Read All About Our March Box!
The month of March takes us to India – a country well known for its spices. You’d be forgiven, therefore, for overlooking the biscuits popular in India – but there are many! We’ve selected a few of the most popular varieties for you to try, with some surprising histories behind them too.
Sesame seeds have been used for a long time in India – and not just for snacks! Sesame is thought to have significant health benefits, and has even been noted to be used in the 6th century BC before, during and after surgery as an antiseptic! It is present here in a delicious sesame brittle! A lovely flavour of toasted sesame seeds in a crunchy, but not-too-sweet caramel.
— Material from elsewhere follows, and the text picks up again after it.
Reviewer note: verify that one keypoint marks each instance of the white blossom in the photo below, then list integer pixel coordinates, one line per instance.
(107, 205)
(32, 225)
GOOD DAY BISCUITS – ALMOND & PISTACHIO
A classic Indian flavour combination of almonds and pistachios, these biscuits are the perfect accompaniment to a British cuppa! Light, crumbly and nutty these biscuits are manufactured by one of India’s largest biscuit brands, voted in the top 100 trusted brands in India.
Extremely well-known in India, Parle biscuits are frequently noted as the largest-selling brand of biscuits in the world. The “G” in Parle G originally stood for glucose, being a sweet biscuit. Pre-independence, biscuits in India were seen as a luxury, and so Parle G were born to provide biscuits made within India, which grew significantly once independence was achieved. Over 400 million biscuits are produced a month!
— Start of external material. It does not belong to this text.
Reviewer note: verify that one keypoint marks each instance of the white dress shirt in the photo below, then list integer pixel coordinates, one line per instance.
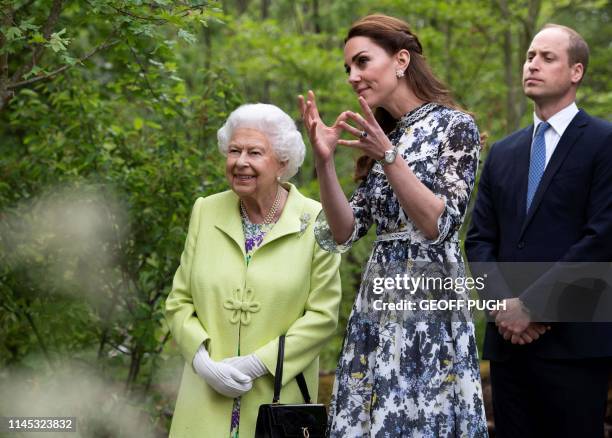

Dating back to 1595 as “panis biscotus” and meaning “bread that’s been baked twice” rusks are a traditional Indian snack. Commonly dipped in tea, they are very crunchy with a mildly sweet flavour, and soak up tea or coffee brilliantly when dunked! Rusks are thought to have originated as a portable snack on naval ships, that survived well in moist conditions. The double-baked aspect means they have little moisture for bacteria to interact with and so lasted very well on long journeys.
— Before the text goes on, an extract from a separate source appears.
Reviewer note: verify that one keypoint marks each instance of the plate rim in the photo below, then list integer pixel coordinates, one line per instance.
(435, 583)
These are a thin cracker made from several types of (gluten free!) flour. Khakhra are popular in Wester India. Similar in theory to rusks, these snacks were often used as portable food for armies travelling overseas. In traditional Indian style, these khakhras pack a punch – made with fresh green chillies and ginger. For a truly traditional experience, serve these at breakfast with chutneys and yoghurt.
GOOD DAY BISCUITS – BUTTER:
A traditional brand, Britannia biscuit sales significantly increased during WWII when biscuits were in high demand. This variety is light, crumbly and indulgently buttery. A moreish biscuit, these brilliantly accompany any hot beverage! Try these with a chai latte or chai tea – a traditional Indian drink!
And speaking of tea… we’ve also included some chai tea in March’s box! A traditional blend of black tea and spices to be enjoyed with milk and sugar to taste!
We hope you enjoyed this month’s box… until next month!